Through BCS’s shadowing program, she lined up a shift with a higher-end, local clothing retailer, whose manager showed her the store’s databases and how purchases worked.

“I learned a lot,” Howard said. “The manager, she talked to me a lot about buying because that’s what she was interested in at first.”

Now, Howard is planning her senior project around fashion merchandising, for which she’ll try to line up more shadowings.

The program paddles away from the implications the Casey Foundation’s report communicates, with Action For Children North Carolina perceiving the state’s future at stake. “The potential economic and social cost of youths’ lack of access to employment extends well beyond the lives of those young people affected; it undermines our state’s ability to achieve a prosperous future,” said Deborah Bryan, the organization’s president.

There are several factors affecting teens’ and young adults’ access to employment, a significant one being competition from older, well-qualified persons displaced by the recession and settling for entry-level positions to cover the costs of living.

But the report also examined high-school dropouts and recommended programs to keep youths engaged–or to re-engage those who left the system.

Under Superintendent Dr. Tim Markley, New Hanover County Schools (NHCS) implemented a “dropout focus group” formed of middle- and high-school principals, school counselors and social workers as well student support services staffers who work to increase graduation rates.

“For the 2011-2012 school year, New Hanover County Schools had the highest graduation rate in its history at 80 percent,” said Assistant Superintendent for Student Support Dr. Rick Holliday. “The previous year, our graduation rate was 73 percent.”

BCS posted an 84-percent graduation rate in 2011-2012, a 4-percentage-point gain over the previous year. Bob Grimes, assistant superintendent, attributes the improvement–which he projects will pass the 85-percent mark this year–to district programs that help at-risk youths with mentors and monitor their progress in school.

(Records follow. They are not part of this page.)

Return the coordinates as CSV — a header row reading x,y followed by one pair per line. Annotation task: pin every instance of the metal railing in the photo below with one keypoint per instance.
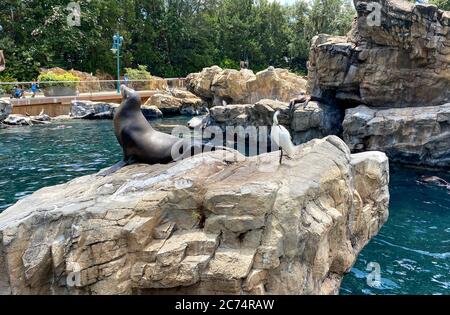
x,y
17,90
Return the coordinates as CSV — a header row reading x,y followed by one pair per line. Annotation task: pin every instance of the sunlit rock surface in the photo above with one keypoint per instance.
x,y
176,102
221,87
307,121
100,110
414,135
403,62
212,224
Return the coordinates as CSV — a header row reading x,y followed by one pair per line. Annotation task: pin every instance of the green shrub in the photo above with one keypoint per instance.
x,y
229,64
65,79
6,89
140,73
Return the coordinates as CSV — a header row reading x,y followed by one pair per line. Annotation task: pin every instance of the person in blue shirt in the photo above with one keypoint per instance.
x,y
17,92
34,88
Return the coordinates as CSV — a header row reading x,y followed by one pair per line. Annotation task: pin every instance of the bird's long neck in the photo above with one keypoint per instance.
x,y
275,119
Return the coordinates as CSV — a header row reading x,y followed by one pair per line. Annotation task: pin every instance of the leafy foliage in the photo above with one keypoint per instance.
x,y
64,79
140,73
170,37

Under one BCS program, staffers meet with parents and students at least once a year to review the student’s four-year plan, transcript analysis and any special circumstances that might affect the student’s ability to graduate.

“Every effort is made to find a solution to keeping the student in school,” said Grimes.

NHCS also offers career-related and technical courses in its middle- and high-schools. Focuses are medical occupations, food services, childcare, electrical trades, construction and more.

“The most challenging task of working with students in the area of career development,” said Sanders at BCS, “is getting them to focus on future goals; however, I am often surprised at how focused and motivated some of the students are.”

Keen, the aspiring pediatric surgeon, said she’s disappointed more students don’t rush to the outlets their districts avail, like the job-shadowing program.

“It’s really sad, because kids don’t realize at our school how valuable it really is,” she said. “It’s just the fact that I was able to see my dream–see a surgery–through job shadowing. If I hadn’t gone through job shadowing I wouldn’t have been able to see anything like that.

“It’s just shocking that kids don’t reach out and take what’s right there for them,” Keen said. “The opportunity that we have is so amazing.”